The next Germany Chancellor has warned that Europe can no longer count on the United States to defend it unconditionally, on the eve of an election in which the pro-Russian and anti-immigrant party of the country should mark the Best result in its history.
Friedrich Merz, head of the Christian Christian Christian Union in the center-right, who, according to polls, will exceed Sunday’s vote, expressed doubts on Friday that the United States under President Donald Trump would fully accept his obligations as NATO, the cornerstone of the Transatlantic Alliance.
When asked if he “bet everything” that the American president would respect by article five of NATO, Merz, Merz said: “We must be prepared for the fact that Donald Trump will no longer fully accept the promise of assistance under the NATO Treaty. “”
Call Europeans to “do everything possible to at least be able to defend it.” . . Continent alone “, the head of the center-right suggested that Germany has discussions with the United Kingdom and France, the two nuclear powers of Europe,” on the fact that nuclear sharing, or at least security Nuclear of the United Kingdom and France, could also apply to us ”.
Candid remarks highlight the deep concern in European capitals concerning Washington’s faulty commitment to continent’s security in a week when the United States has moved to cure links with Russia and blamed Ukraine for the Invasion of the Kremlin in 2022.
Friday, the Interior Ministry of Germany warned against a Russian disinformation operation to influence the electoral campaign with false videos spread over social networks in Hamburg and Leipzig.
Leipzig and Hamburg security agencies have identified several pseudo-media sites and social media accounts within the framework of the network, strengthening concerns about Russian interference in democratic processes.
Merz’s comments also intervene when opinion polls suggest that the extreme right alternative of the insurgents for the German party is ready to obtain a fifth of the votes, to double his score during the last competition.
Traditional German politicians were horrified last week when US vice-president JD Vance seemed to insinuate this, unless The political current of Europe has cooperated with far -right parties“There is nothing that America can do for you.”
Vance then met the AFD co-leader, Alice Weidel, but not Olaf Scholz, the Center-Gauche Chancellor of the country, at the Munich Security Conference.
The Green candidate Robert Habeck, the outgoing minister of the economy, represented the elections and the government where she will lead, as perhaps the last chance of Germany to retain the extreme right. “If we do not solve the problems over the next four years, right-wing populism will be unstoppable,” he said on Friday.

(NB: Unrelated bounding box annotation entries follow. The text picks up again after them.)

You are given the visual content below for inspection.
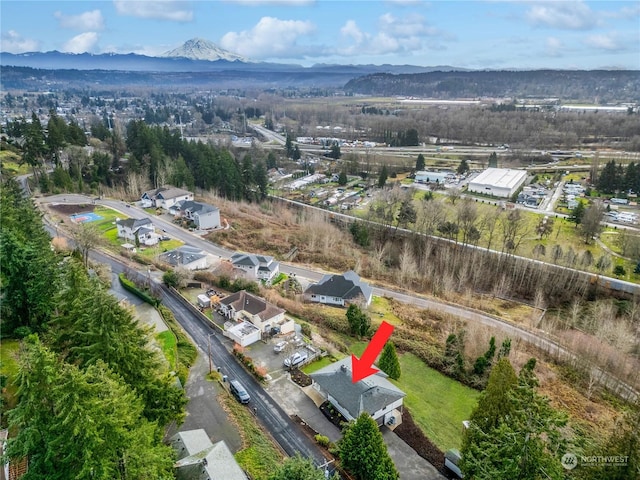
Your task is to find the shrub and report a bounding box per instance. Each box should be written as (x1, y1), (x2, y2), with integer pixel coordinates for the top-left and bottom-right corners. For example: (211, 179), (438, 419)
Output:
(313, 434), (331, 448)
(300, 323), (311, 338)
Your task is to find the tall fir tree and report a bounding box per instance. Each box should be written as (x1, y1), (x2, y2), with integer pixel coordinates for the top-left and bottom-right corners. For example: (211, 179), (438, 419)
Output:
(378, 342), (401, 380)
(339, 413), (399, 480)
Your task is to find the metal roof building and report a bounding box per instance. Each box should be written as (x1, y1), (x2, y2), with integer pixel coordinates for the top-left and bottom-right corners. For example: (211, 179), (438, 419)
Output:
(467, 168), (527, 198)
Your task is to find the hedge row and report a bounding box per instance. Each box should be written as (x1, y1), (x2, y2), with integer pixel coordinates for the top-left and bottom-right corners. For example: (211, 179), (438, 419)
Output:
(118, 273), (160, 307)
(157, 305), (198, 386)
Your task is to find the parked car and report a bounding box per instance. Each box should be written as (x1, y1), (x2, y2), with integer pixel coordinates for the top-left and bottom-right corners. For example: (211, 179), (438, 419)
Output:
(273, 340), (287, 353)
(444, 448), (464, 478)
(284, 352), (309, 368)
(229, 380), (251, 403)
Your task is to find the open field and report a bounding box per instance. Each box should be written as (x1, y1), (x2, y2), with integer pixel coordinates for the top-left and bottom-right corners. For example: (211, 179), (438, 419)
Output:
(220, 393), (282, 480)
(0, 339), (20, 419)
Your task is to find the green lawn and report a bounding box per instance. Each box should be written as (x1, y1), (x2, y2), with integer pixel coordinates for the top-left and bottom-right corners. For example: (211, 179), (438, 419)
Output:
(348, 342), (480, 451)
(393, 353), (480, 451)
(220, 393), (282, 480)
(156, 330), (177, 371)
(0, 339), (20, 411)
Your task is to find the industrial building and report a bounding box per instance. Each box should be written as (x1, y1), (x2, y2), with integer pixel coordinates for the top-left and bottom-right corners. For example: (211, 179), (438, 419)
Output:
(467, 168), (527, 198)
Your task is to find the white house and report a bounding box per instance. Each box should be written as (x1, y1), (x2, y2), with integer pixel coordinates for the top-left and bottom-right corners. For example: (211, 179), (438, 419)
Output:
(169, 200), (220, 230)
(160, 245), (209, 270)
(304, 270), (373, 307)
(171, 428), (248, 480)
(467, 168), (527, 198)
(140, 186), (193, 210)
(116, 218), (158, 245)
(231, 253), (280, 283)
(310, 357), (406, 428)
(219, 290), (294, 333)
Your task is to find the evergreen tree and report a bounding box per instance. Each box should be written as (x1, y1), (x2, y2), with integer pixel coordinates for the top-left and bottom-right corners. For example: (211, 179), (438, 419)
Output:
(378, 342), (401, 380)
(378, 165), (389, 188)
(6, 337), (173, 480)
(489, 152), (498, 168)
(460, 358), (566, 480)
(569, 200), (585, 226)
(269, 454), (338, 480)
(345, 303), (371, 337)
(456, 158), (469, 175)
(597, 160), (620, 194)
(339, 413), (399, 480)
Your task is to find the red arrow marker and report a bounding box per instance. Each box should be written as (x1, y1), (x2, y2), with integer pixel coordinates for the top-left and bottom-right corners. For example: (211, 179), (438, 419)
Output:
(351, 322), (393, 383)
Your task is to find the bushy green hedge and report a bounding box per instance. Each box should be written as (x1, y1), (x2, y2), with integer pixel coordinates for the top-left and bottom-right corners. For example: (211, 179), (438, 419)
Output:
(118, 273), (160, 307)
(158, 305), (198, 386)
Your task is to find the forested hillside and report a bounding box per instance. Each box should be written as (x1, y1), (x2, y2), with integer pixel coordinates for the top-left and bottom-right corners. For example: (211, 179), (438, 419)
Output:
(0, 180), (186, 480)
(344, 70), (640, 103)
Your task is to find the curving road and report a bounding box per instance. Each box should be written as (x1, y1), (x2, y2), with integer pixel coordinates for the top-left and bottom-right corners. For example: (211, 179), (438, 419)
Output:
(37, 195), (639, 401)
(90, 251), (325, 465)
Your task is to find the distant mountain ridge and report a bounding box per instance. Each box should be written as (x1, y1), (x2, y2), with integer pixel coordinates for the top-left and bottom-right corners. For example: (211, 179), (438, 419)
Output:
(160, 38), (249, 63)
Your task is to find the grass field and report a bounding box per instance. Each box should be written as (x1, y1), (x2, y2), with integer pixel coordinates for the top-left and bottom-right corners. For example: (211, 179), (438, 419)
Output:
(302, 357), (333, 375)
(393, 353), (480, 451)
(0, 340), (20, 411)
(351, 342), (480, 451)
(156, 330), (178, 371)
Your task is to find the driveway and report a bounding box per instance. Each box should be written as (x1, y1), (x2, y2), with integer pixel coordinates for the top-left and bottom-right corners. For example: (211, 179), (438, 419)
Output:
(382, 427), (447, 480)
(167, 351), (242, 453)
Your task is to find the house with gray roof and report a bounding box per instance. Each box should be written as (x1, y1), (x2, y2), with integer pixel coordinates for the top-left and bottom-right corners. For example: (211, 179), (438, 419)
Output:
(169, 200), (220, 230)
(116, 218), (158, 245)
(160, 245), (209, 270)
(171, 429), (248, 480)
(304, 270), (373, 307)
(219, 290), (286, 333)
(140, 186), (193, 210)
(231, 253), (280, 283)
(310, 357), (406, 428)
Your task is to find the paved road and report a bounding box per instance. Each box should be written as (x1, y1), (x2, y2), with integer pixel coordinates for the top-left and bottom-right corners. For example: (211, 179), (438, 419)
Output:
(91, 252), (325, 465)
(38, 195), (638, 400)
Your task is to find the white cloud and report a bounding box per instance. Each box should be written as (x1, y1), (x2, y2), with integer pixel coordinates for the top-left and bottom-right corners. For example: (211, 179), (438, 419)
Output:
(62, 32), (98, 53)
(526, 2), (597, 30)
(584, 34), (625, 52)
(53, 10), (104, 32)
(0, 30), (40, 53)
(225, 0), (316, 7)
(336, 13), (453, 56)
(545, 37), (564, 57)
(220, 17), (315, 58)
(113, 0), (193, 22)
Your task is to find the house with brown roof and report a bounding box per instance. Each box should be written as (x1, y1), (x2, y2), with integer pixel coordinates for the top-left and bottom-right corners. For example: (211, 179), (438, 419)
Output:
(310, 357), (406, 429)
(304, 270), (373, 307)
(140, 186), (193, 210)
(219, 290), (294, 333)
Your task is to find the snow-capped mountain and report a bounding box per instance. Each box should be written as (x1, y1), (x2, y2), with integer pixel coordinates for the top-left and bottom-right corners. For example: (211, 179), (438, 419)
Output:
(160, 38), (249, 62)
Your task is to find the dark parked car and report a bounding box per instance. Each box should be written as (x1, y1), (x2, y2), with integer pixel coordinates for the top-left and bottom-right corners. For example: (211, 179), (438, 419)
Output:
(229, 380), (251, 403)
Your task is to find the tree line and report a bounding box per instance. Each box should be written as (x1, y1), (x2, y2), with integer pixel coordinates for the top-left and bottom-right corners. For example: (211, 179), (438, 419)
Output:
(0, 180), (186, 480)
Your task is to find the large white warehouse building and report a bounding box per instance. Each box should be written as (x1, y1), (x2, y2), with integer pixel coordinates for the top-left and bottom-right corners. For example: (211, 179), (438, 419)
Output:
(467, 168), (527, 198)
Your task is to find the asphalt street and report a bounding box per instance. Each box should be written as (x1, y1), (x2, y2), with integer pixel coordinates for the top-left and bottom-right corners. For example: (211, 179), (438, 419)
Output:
(91, 252), (325, 465)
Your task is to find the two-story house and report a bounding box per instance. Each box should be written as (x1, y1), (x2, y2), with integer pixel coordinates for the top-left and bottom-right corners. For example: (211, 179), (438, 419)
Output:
(304, 270), (373, 307)
(116, 218), (158, 246)
(219, 290), (293, 333)
(231, 253), (280, 283)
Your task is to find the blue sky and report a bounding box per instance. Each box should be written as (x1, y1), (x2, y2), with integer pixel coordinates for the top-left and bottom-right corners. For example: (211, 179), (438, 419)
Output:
(0, 0), (640, 70)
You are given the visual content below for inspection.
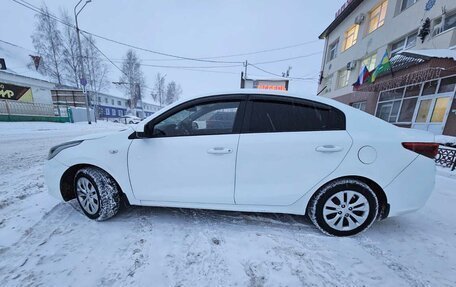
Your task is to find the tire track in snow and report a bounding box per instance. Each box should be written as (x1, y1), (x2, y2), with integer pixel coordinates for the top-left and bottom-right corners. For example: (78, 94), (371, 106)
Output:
(0, 203), (72, 286)
(355, 235), (431, 287)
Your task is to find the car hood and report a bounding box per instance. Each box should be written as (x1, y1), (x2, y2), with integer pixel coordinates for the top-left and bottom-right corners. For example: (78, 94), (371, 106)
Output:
(71, 127), (135, 141)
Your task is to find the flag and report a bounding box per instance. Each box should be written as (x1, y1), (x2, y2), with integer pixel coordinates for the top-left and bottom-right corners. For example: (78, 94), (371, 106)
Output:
(372, 51), (393, 83)
(353, 66), (372, 89)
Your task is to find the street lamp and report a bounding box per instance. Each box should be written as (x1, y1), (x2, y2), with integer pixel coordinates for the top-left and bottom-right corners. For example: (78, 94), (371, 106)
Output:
(74, 0), (92, 125)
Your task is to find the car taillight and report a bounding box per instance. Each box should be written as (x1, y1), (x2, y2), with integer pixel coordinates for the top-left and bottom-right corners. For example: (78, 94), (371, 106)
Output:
(402, 142), (439, 159)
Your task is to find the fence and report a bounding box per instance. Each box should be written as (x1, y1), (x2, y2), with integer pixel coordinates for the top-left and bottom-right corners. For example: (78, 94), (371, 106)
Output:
(435, 146), (456, 171)
(0, 100), (68, 122)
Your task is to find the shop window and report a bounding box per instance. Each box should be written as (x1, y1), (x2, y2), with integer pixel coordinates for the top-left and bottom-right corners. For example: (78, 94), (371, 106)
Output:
(368, 1), (388, 33)
(415, 100), (432, 123)
(379, 88), (404, 102)
(376, 85), (421, 123)
(401, 0), (418, 12)
(404, 85), (421, 98)
(422, 80), (437, 96)
(376, 100), (401, 123)
(360, 53), (377, 72)
(328, 39), (339, 61)
(337, 69), (350, 88)
(343, 25), (359, 51)
(431, 97), (450, 123)
(439, 77), (456, 94)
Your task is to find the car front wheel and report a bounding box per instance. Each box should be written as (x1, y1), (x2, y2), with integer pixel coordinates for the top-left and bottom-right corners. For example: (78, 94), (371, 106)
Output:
(74, 167), (120, 221)
(307, 179), (378, 236)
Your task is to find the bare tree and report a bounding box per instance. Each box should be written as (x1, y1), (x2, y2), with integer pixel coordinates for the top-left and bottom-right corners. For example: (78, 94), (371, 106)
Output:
(165, 81), (182, 105)
(119, 50), (145, 109)
(151, 73), (166, 107)
(83, 35), (109, 96)
(32, 4), (63, 84)
(61, 10), (80, 88)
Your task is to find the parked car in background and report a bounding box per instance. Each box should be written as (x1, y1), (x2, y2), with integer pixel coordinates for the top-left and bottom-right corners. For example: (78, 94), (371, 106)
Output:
(45, 90), (438, 236)
(114, 115), (141, 124)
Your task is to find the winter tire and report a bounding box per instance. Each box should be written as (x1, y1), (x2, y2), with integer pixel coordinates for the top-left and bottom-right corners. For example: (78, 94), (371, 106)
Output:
(307, 179), (378, 236)
(74, 167), (120, 221)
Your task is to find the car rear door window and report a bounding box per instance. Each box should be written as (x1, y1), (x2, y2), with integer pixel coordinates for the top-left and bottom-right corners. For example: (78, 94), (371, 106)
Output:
(248, 100), (345, 133)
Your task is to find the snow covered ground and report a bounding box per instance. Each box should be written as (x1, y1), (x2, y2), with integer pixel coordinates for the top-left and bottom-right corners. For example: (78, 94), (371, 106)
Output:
(0, 123), (456, 286)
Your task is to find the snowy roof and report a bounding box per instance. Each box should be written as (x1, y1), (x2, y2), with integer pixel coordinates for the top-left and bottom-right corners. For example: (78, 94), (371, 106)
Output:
(401, 49), (456, 61)
(0, 40), (50, 82)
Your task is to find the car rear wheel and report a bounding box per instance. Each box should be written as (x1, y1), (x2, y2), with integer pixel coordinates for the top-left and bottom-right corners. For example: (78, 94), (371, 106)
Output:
(307, 179), (378, 236)
(74, 167), (120, 221)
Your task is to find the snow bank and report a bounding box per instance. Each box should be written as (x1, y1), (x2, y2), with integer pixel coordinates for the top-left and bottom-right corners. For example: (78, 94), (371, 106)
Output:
(435, 135), (456, 146)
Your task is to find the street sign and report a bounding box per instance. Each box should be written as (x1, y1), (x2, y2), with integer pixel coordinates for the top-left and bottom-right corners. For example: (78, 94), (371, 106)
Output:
(0, 58), (6, 70)
(80, 78), (87, 87)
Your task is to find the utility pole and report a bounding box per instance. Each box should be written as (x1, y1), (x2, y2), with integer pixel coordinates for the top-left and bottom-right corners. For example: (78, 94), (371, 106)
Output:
(244, 60), (249, 79)
(74, 0), (92, 125)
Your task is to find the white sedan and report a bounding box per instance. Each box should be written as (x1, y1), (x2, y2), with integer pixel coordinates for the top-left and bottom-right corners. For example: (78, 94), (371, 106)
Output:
(45, 90), (438, 236)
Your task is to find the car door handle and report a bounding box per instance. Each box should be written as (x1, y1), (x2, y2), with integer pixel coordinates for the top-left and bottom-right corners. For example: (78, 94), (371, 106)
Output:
(207, 147), (233, 154)
(315, 145), (343, 152)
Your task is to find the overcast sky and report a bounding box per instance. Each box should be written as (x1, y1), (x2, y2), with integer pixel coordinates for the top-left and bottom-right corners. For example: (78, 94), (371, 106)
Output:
(0, 0), (344, 101)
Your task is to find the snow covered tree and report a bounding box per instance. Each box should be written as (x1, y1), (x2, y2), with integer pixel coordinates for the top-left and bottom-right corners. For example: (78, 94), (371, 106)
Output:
(32, 4), (63, 84)
(119, 50), (145, 109)
(151, 73), (166, 107)
(165, 81), (182, 105)
(61, 10), (80, 88)
(82, 35), (109, 97)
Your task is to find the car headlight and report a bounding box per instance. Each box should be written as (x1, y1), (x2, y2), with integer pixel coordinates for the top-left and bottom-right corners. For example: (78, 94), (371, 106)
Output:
(48, 141), (83, 160)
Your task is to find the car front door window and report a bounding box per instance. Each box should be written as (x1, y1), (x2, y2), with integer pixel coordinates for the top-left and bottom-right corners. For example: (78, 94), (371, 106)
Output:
(153, 101), (240, 137)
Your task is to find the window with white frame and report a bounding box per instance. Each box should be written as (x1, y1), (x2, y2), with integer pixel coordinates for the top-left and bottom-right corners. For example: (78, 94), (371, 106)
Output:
(343, 24), (359, 51)
(401, 0), (418, 12)
(351, 101), (367, 112)
(432, 11), (456, 36)
(360, 52), (377, 72)
(337, 69), (350, 89)
(328, 39), (339, 61)
(368, 0), (388, 33)
(321, 74), (333, 94)
(391, 31), (418, 57)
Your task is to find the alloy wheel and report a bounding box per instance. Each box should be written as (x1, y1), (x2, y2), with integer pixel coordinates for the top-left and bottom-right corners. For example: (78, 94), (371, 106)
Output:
(323, 190), (370, 231)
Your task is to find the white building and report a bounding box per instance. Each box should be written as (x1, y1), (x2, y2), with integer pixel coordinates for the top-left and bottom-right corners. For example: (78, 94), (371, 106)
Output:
(319, 0), (456, 135)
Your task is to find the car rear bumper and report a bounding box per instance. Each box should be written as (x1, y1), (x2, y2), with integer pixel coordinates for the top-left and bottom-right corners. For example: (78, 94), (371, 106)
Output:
(384, 156), (436, 217)
(44, 159), (68, 201)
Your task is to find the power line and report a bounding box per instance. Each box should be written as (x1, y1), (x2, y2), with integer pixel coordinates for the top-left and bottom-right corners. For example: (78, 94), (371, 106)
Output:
(12, 0), (320, 68)
(255, 52), (322, 65)
(248, 63), (315, 81)
(12, 0), (242, 64)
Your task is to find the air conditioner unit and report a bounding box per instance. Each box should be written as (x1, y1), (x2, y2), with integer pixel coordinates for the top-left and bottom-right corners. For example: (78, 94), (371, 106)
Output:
(347, 61), (356, 70)
(355, 14), (366, 25)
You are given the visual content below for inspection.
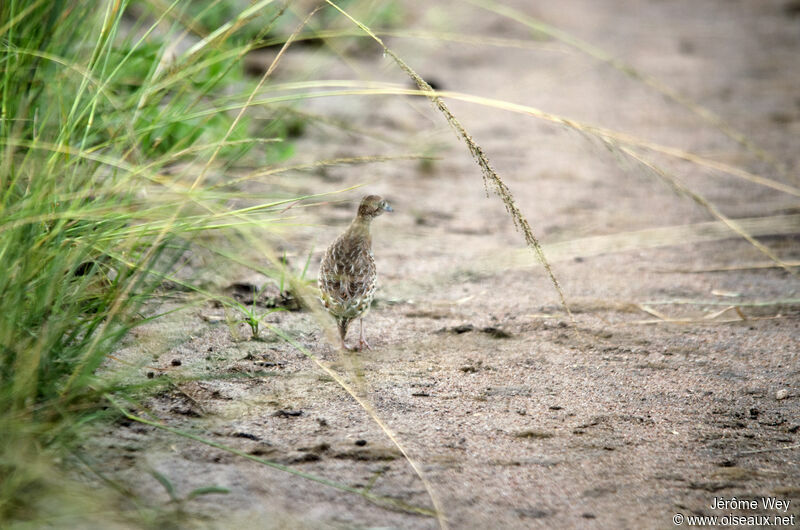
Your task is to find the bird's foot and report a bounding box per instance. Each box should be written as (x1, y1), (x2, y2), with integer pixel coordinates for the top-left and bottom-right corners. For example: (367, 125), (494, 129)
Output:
(342, 339), (372, 351)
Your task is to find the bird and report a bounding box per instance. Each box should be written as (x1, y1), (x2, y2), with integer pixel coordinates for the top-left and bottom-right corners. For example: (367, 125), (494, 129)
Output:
(318, 195), (394, 350)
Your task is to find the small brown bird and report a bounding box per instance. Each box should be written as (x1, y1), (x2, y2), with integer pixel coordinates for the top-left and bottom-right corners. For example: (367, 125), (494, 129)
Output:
(319, 195), (393, 350)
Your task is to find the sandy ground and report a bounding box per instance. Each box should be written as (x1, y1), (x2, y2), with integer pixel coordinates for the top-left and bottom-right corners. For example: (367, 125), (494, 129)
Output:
(87, 0), (800, 528)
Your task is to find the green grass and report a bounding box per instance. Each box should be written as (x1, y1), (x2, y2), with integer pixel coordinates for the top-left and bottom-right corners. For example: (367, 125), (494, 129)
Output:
(0, 0), (310, 526)
(0, 0), (800, 526)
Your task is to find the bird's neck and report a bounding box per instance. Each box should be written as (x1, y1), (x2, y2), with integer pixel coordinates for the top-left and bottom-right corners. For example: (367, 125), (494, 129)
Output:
(348, 215), (372, 240)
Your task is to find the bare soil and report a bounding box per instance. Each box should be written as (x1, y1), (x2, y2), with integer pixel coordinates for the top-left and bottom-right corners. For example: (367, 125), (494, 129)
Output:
(87, 0), (800, 528)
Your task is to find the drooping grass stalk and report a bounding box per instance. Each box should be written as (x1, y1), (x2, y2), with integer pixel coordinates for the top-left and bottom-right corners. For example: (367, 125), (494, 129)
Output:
(325, 0), (577, 334)
(466, 0), (796, 180)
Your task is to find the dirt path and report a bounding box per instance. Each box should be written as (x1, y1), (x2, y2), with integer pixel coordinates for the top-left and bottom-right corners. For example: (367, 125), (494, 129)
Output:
(94, 0), (800, 528)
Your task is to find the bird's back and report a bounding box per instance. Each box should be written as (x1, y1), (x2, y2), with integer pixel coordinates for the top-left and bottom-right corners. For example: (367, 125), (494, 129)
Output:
(319, 230), (377, 320)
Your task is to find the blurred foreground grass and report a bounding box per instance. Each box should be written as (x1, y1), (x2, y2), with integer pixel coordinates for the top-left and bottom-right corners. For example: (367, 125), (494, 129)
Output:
(0, 0), (318, 527)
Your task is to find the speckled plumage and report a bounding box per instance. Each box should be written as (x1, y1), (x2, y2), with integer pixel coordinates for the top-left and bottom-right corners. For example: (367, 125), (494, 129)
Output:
(318, 195), (392, 348)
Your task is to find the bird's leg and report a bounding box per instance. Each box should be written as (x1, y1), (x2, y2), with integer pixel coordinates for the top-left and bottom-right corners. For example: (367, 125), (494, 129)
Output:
(358, 318), (372, 350)
(338, 321), (355, 351)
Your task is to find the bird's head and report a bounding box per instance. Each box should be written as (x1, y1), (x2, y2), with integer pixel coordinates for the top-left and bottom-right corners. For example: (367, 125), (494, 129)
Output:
(358, 195), (394, 219)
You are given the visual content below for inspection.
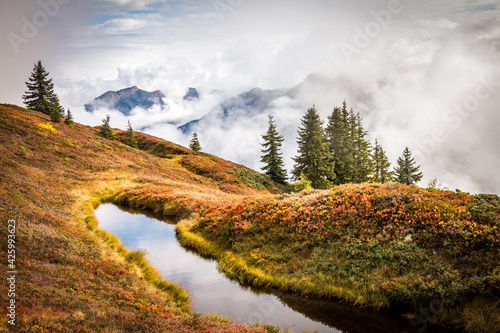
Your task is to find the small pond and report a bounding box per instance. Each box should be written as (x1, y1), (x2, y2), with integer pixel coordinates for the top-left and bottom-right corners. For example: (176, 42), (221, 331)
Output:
(95, 204), (458, 333)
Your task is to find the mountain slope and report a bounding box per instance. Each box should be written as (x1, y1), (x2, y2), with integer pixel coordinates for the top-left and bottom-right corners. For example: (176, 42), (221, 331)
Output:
(0, 105), (279, 332)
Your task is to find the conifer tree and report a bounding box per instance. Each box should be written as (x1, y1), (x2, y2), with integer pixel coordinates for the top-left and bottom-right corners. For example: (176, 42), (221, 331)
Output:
(372, 139), (394, 183)
(394, 147), (423, 185)
(351, 109), (373, 183)
(325, 107), (347, 184)
(325, 101), (372, 184)
(100, 114), (116, 140)
(292, 106), (335, 189)
(260, 115), (287, 183)
(127, 120), (139, 149)
(189, 132), (201, 152)
(64, 109), (74, 126)
(23, 60), (64, 118)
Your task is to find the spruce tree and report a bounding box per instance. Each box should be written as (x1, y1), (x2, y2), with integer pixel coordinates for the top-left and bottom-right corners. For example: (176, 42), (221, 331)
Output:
(23, 60), (64, 116)
(351, 109), (373, 183)
(260, 115), (287, 183)
(372, 139), (394, 183)
(127, 120), (139, 149)
(292, 106), (335, 189)
(325, 107), (347, 184)
(64, 109), (74, 126)
(99, 114), (116, 140)
(325, 101), (372, 184)
(189, 132), (201, 152)
(394, 147), (423, 185)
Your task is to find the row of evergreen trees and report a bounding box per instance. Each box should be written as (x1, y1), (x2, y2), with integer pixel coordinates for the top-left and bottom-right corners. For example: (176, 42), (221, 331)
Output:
(261, 101), (423, 189)
(23, 60), (422, 188)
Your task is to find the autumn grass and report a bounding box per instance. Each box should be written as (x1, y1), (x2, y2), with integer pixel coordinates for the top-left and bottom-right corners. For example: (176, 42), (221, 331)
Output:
(178, 184), (500, 332)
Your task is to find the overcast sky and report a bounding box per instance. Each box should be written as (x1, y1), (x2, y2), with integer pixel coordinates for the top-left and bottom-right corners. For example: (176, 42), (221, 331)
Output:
(0, 0), (500, 193)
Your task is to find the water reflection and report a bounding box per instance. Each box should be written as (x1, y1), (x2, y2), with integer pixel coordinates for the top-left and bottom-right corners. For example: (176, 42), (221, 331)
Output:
(95, 204), (460, 333)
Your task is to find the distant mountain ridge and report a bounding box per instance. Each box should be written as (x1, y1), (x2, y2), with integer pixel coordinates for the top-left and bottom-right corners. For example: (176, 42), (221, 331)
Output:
(85, 86), (166, 116)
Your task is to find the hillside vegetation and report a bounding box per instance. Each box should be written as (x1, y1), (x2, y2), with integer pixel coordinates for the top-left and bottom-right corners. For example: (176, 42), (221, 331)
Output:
(0, 105), (500, 332)
(0, 105), (280, 332)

Friday, a Forsa survey put the CDU at 29%, AFD on 21% and the SCHOLZ SPD on 15% – heading for its worst defeat since 1887.
Merz’s task to form a government would be made more difficult by a strong AFD performance, with which he promised not to associate.
It would be even more a challenge if the small parts such as the Liberals, the DIE to the left of Linke and a new party led by the Sahra Wagenknecht on the left reached the 5% electoral threshold of Germany, more fracturing the Parliament.
In an indication of AFD’s growing confidence, Weidel posted a compilation on Friday of the high -level international that the party recently won. The video featured Vance, Elon Musk, the richest man in the world and the confidant of Trump, the Hungarian Prime Minister Viktor Orbán and Herbert Kickl, leader of the Farm Freedom Party of Austria.
On the other hand, the party, whose former leader rejected the Nazi period as a simple “piece of bird shit”, was previously avoided even by far -right politicians such as the Marine Le Pen de France.
The sharp increase in AFD, fueled by the growth of anxiety about immigration and the deep dissatisfaction of the Scholz government, would mark a strong swing to the right in the greatest economy in the euro zone, which fought with High energy prices and competition from cheaper Chinese manufacturers.
“Markets and electoral polls are deceptively calm about the elections,” said Tomasz Wieladek, European economist in chief of the T Rowe Price asset manager, invoking the risk of a blocking minority that would prevent the reform and potentially hit the ‘euro.
Friday, Merz, 69, who left politics for a decade after losing a power struggle against the Angela Merkel party rival, also stressed the extent of the economic challenge. “The most important bet on the future is that we bring together our forces to increase this economy,” said former Germany president of Blackrock.
Merz has also expressed his concern this week that he hopes that the United States “remains a democracy and does not slip into an authoritarian populist system. . . America may enter a longer period of instability and this populism, this autocratic behavior of heads of state, will continue ”.